Anecdotally told, it is by zeroing in on individual protagonists that the overarching themes are advanced. Starting with the early espousers of the sport who imported it from the fields of English public schools to Trinity College, Dublin and wider Anglo-Irish society, the narrative races through to the rights and wrongs of shipping in the foreign ‘project’ players who line up in green today.
Familiar tropes rear their heads, in particular the interference of politics in sport, or not in the eyes of the Irish Rugby Football Union (IRFU). The middle chapters see the book at its flowing best and the cross-jurisdiction administrative body’s ‘apolitical’ pose probed and scrutinised, particularly its response to, and impression on, partition, the genesis of the Free State, the Troubles and the dawn of the professional era.
Rooting out the origins of rugby’s current talking points does lend a contemporary relevance, especially the affecting narratives regarding player welfare and a spotlight on the unheralded achievements of the Irish women’s team. However, criticism of administrators can feel overly brusque, perhaps indifferent to the spirit and thinking of the times and predominantly amateur circumstances behind decisions. The IRFU executives’ perceived perennial bungling often ends up rendering them the chronicle’s underdogs.

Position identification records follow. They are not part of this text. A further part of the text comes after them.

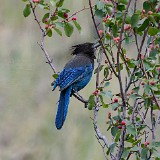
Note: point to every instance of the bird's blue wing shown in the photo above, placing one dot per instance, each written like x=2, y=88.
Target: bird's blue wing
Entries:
x=71, y=75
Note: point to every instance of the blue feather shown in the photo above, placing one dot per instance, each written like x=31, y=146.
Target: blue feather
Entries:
x=75, y=76
x=63, y=107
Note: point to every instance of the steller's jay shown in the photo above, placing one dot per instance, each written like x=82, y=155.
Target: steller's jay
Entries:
x=74, y=77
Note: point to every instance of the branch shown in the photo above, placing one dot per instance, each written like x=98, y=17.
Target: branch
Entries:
x=122, y=139
x=49, y=61
x=100, y=40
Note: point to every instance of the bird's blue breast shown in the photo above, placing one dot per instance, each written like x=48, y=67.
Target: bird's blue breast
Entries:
x=77, y=73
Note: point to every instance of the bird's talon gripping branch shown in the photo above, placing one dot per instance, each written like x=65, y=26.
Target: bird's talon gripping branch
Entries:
x=74, y=77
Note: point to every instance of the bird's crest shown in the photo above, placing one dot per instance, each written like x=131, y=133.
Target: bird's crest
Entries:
x=87, y=48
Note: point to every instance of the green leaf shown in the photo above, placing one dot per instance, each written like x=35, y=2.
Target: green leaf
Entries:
x=114, y=131
x=146, y=6
x=49, y=33
x=121, y=7
x=60, y=3
x=68, y=28
x=106, y=72
x=131, y=130
x=114, y=106
x=53, y=2
x=96, y=70
x=144, y=153
x=108, y=94
x=156, y=144
x=144, y=25
x=106, y=84
x=112, y=146
x=152, y=31
x=77, y=25
x=91, y=102
x=134, y=20
x=100, y=5
x=103, y=104
x=125, y=153
x=123, y=1
x=27, y=10
x=118, y=136
x=44, y=17
x=58, y=31
x=55, y=76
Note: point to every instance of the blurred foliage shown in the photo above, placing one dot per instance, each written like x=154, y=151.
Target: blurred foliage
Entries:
x=27, y=104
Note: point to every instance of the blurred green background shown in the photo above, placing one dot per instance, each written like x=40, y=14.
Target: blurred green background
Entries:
x=27, y=104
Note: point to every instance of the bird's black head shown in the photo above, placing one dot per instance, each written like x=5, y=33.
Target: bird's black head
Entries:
x=85, y=48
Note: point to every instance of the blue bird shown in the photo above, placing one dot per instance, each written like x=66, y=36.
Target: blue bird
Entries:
x=74, y=77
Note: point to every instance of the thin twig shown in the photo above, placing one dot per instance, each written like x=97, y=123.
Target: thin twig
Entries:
x=123, y=94
x=100, y=40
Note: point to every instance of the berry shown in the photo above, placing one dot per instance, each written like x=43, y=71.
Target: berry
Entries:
x=100, y=32
x=65, y=15
x=109, y=115
x=95, y=92
x=116, y=39
x=47, y=26
x=46, y=20
x=146, y=143
x=123, y=123
x=142, y=83
x=119, y=127
x=74, y=19
x=150, y=12
x=106, y=61
x=143, y=11
x=127, y=27
x=152, y=83
x=115, y=100
x=36, y=1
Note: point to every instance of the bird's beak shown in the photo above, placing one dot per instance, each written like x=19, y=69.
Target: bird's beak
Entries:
x=96, y=45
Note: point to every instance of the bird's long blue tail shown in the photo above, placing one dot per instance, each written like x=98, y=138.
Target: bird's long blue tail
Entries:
x=63, y=107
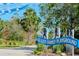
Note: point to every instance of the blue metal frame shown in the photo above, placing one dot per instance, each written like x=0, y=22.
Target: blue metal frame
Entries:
x=57, y=41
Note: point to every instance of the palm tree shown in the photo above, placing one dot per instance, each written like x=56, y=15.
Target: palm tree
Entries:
x=30, y=22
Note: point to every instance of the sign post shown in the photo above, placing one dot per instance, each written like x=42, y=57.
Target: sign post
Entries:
x=72, y=34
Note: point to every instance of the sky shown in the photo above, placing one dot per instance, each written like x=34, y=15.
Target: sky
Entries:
x=7, y=10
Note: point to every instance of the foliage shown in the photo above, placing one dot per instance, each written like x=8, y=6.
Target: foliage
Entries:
x=39, y=50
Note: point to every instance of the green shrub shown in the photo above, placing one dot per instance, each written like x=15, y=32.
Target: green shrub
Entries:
x=39, y=49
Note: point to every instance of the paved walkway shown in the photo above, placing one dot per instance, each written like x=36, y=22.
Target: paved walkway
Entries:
x=20, y=51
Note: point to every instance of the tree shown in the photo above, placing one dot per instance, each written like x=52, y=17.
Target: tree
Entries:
x=30, y=22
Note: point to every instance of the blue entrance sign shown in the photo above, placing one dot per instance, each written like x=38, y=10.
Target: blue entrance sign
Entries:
x=56, y=41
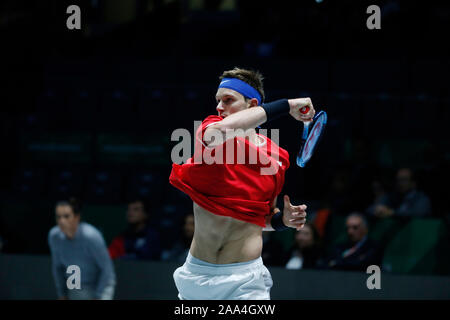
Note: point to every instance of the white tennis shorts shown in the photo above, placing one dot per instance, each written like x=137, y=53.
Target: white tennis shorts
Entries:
x=200, y=280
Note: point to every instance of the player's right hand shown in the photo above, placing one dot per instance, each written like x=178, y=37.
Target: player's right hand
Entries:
x=301, y=109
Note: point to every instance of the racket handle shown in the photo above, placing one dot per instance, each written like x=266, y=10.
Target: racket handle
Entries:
x=304, y=110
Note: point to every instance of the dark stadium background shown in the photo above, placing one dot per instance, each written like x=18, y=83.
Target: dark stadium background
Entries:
x=90, y=112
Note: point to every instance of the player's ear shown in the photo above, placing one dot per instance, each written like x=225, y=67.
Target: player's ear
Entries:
x=253, y=102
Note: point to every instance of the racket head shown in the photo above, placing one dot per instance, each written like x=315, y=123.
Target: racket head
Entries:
x=314, y=132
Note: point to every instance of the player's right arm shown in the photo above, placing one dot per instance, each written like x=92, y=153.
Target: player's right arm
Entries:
x=251, y=118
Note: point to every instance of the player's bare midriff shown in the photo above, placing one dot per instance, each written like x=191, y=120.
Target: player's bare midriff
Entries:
x=222, y=240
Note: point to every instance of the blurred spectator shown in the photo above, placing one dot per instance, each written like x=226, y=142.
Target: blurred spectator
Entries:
x=273, y=253
x=180, y=250
x=78, y=243
x=407, y=201
x=140, y=240
x=358, y=252
x=306, y=249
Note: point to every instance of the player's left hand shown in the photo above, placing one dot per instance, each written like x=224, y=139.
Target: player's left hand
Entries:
x=293, y=216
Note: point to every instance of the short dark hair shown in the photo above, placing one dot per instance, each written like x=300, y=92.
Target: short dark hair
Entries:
x=251, y=77
x=73, y=203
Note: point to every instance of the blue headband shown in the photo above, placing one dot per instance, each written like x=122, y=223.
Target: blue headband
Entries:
x=242, y=87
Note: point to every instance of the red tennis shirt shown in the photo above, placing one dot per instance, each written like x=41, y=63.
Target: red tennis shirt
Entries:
x=237, y=188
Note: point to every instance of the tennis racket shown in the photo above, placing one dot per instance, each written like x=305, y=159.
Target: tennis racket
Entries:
x=312, y=132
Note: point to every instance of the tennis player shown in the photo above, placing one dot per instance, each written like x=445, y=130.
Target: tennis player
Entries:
x=234, y=202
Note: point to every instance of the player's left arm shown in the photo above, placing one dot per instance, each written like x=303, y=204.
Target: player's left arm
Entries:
x=292, y=216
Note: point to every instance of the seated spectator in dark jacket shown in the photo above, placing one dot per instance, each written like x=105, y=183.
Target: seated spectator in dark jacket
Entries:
x=359, y=251
x=407, y=201
x=306, y=249
x=139, y=241
x=179, y=251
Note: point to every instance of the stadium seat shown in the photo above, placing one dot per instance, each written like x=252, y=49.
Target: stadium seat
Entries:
x=110, y=220
x=335, y=230
x=146, y=185
x=415, y=248
x=103, y=187
x=29, y=183
x=381, y=116
x=60, y=148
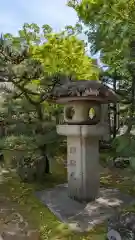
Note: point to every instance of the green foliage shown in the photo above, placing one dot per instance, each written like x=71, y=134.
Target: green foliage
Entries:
x=111, y=29
x=30, y=64
x=124, y=145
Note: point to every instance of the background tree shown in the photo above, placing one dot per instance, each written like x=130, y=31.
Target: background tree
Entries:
x=110, y=30
x=31, y=65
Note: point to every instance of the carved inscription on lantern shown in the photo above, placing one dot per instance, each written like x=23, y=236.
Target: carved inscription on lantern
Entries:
x=72, y=163
x=72, y=151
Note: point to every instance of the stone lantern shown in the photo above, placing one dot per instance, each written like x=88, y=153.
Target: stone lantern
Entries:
x=83, y=127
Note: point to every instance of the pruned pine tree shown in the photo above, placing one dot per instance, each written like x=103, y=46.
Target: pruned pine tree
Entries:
x=28, y=119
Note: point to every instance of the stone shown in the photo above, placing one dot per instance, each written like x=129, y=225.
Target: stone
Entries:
x=122, y=227
x=84, y=124
x=83, y=216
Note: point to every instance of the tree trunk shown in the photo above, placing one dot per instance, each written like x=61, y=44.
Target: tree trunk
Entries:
x=40, y=130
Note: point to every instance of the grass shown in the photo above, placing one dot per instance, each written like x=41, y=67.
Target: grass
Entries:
x=39, y=216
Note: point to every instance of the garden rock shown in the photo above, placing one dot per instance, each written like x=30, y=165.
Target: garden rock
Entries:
x=121, y=227
x=31, y=169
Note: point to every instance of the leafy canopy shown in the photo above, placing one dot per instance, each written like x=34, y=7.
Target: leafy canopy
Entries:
x=111, y=28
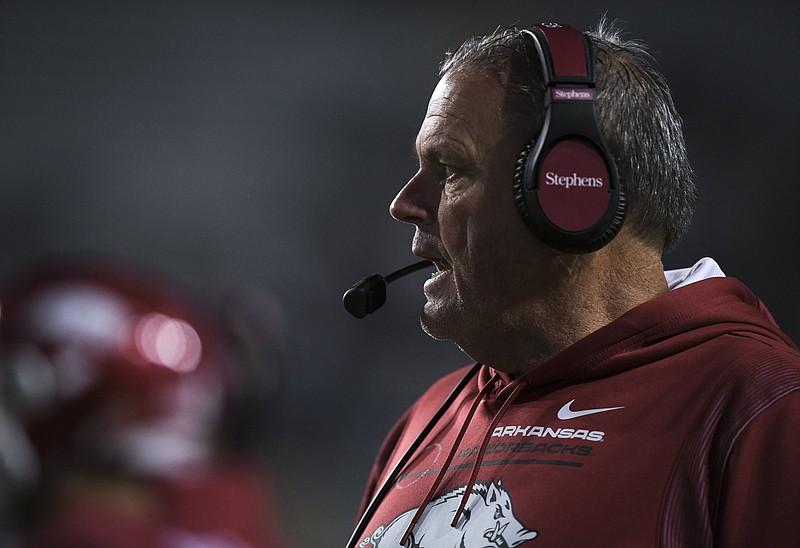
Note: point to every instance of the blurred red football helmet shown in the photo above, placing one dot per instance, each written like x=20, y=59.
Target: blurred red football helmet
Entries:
x=104, y=367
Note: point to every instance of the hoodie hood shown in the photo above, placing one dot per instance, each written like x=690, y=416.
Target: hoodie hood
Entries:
x=702, y=305
x=665, y=368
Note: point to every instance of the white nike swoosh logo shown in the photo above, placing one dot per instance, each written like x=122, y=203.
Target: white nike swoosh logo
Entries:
x=565, y=413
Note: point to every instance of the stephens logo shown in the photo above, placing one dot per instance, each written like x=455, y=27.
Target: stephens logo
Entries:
x=574, y=180
x=572, y=94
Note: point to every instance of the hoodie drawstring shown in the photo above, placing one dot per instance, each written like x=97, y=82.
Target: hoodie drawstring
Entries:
x=446, y=465
x=482, y=450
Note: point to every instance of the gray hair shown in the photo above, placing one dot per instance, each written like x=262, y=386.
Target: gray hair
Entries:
x=636, y=114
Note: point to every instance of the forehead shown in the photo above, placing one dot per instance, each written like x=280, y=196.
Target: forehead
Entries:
x=465, y=111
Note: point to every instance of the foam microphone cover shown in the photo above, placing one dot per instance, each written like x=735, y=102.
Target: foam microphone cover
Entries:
x=366, y=296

Political reservations of one team representing two states, the sport’s exoticism when juxtaposed with Gaelic football and hurling, sectarian barracking about matches played on a Sunday – despite all of this, rugby across the four provinces is now ‘standing tall, shoulder to shoulder’ as the oft-disparaged anthem Ireland’s Call demands. Blood and Thunder lives up to its epic billing, documenting that trajectory and undeterred by the dissent and clamour.
Liam O’Callaghan is a historian and author of Blood and Thunder: Rugby and Irish Life: A History. Zeb Baker-Smith is the Books Editor at Aspects of History.